Who’d a thunk it – a company that makes solar panels is facing production problems because it can’t get enough electricity, according to the Idaho Business Review.

Pocatello is looking forward to Hoku Materials’ $390 million polysilicon plant to bring jobs, boost the tax base and spin off other companies.

The problem is that, once again, Idaho Power can’t ante up electricity, putting Hoku in a bind because it needs about as much energy as Micron (around 80 megawatts).

“Those sized customers come along seldom for us,” Ric Gale, Idaho Power’s vice president of regulatory affairs, told the IBR. “So they created some challenges.”

These sized customers come around every few years, actually. The Statesman reported that two large prospective employers in 2007 said no to the Treasure Valley and took with them more than 2,000 potential jobs, mainly because Idaho Power couldn’t supply power.

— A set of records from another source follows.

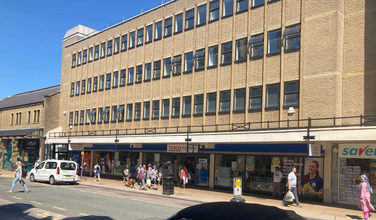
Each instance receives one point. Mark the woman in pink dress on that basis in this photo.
(365, 191)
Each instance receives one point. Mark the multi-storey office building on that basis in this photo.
(235, 79)
(25, 119)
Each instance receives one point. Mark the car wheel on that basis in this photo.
(32, 178)
(52, 180)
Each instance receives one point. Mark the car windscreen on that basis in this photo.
(67, 166)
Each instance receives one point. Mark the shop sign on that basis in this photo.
(357, 150)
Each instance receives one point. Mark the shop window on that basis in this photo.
(274, 41)
(201, 15)
(255, 97)
(179, 23)
(214, 11)
(187, 105)
(156, 109)
(272, 95)
(291, 93)
(292, 37)
(228, 7)
(239, 99)
(224, 102)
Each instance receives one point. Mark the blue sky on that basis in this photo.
(32, 32)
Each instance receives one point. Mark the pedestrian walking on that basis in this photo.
(364, 191)
(291, 185)
(18, 177)
(277, 180)
(97, 172)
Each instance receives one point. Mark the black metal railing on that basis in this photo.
(350, 121)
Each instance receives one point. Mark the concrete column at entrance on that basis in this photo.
(211, 171)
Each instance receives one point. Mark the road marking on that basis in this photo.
(58, 208)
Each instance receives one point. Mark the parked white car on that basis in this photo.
(55, 171)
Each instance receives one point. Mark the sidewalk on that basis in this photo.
(310, 210)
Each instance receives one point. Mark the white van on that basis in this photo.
(55, 171)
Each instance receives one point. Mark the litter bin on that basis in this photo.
(168, 186)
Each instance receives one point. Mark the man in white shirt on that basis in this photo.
(277, 180)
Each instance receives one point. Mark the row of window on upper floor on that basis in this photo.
(291, 98)
(113, 46)
(191, 60)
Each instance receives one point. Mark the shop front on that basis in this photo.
(354, 161)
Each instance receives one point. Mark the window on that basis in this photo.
(149, 33)
(117, 45)
(214, 11)
(156, 109)
(140, 36)
(96, 54)
(83, 88)
(146, 110)
(239, 99)
(78, 88)
(224, 102)
(241, 5)
(291, 93)
(168, 27)
(272, 95)
(90, 54)
(201, 15)
(113, 113)
(199, 58)
(199, 104)
(72, 89)
(82, 116)
(139, 73)
(108, 81)
(85, 57)
(103, 49)
(179, 23)
(109, 48)
(132, 40)
(211, 102)
(76, 118)
(255, 97)
(124, 42)
(257, 45)
(137, 111)
(106, 115)
(257, 2)
(187, 105)
(101, 82)
(147, 71)
(189, 19)
(157, 69)
(122, 77)
(241, 49)
(176, 63)
(79, 59)
(73, 60)
(116, 77)
(292, 37)
(129, 111)
(166, 67)
(158, 30)
(130, 75)
(175, 107)
(188, 62)
(120, 112)
(226, 53)
(228, 7)
(95, 84)
(165, 107)
(213, 56)
(274, 41)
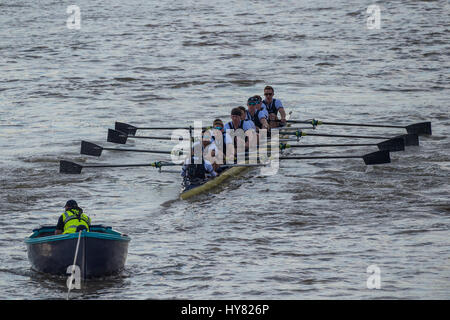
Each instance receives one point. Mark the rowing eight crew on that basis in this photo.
(260, 114)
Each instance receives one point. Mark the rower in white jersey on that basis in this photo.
(236, 123)
(258, 116)
(273, 106)
(245, 118)
(234, 138)
(194, 174)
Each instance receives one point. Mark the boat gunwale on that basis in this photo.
(109, 235)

Idaho Power is looking at buying electricity out-of-state, but still has no plans for an in-state base load generation plant, instead hoping other producers can come up with 300 megawatts. To its credit, IP is also working on adding transmission capacity, which is in very short supply. Several wind and geothermal projects have gone up in Idaho recently, but that power is heading out-of-state.

Disclosure: one of my clients is Alternate Energy Holdings Inc. , which is proposing to build a large advanced nuclear reactor in Elmore County. I’m sure AEHI would be happy to sell affordable power for Idaho industries and we look forward to meeting that demand.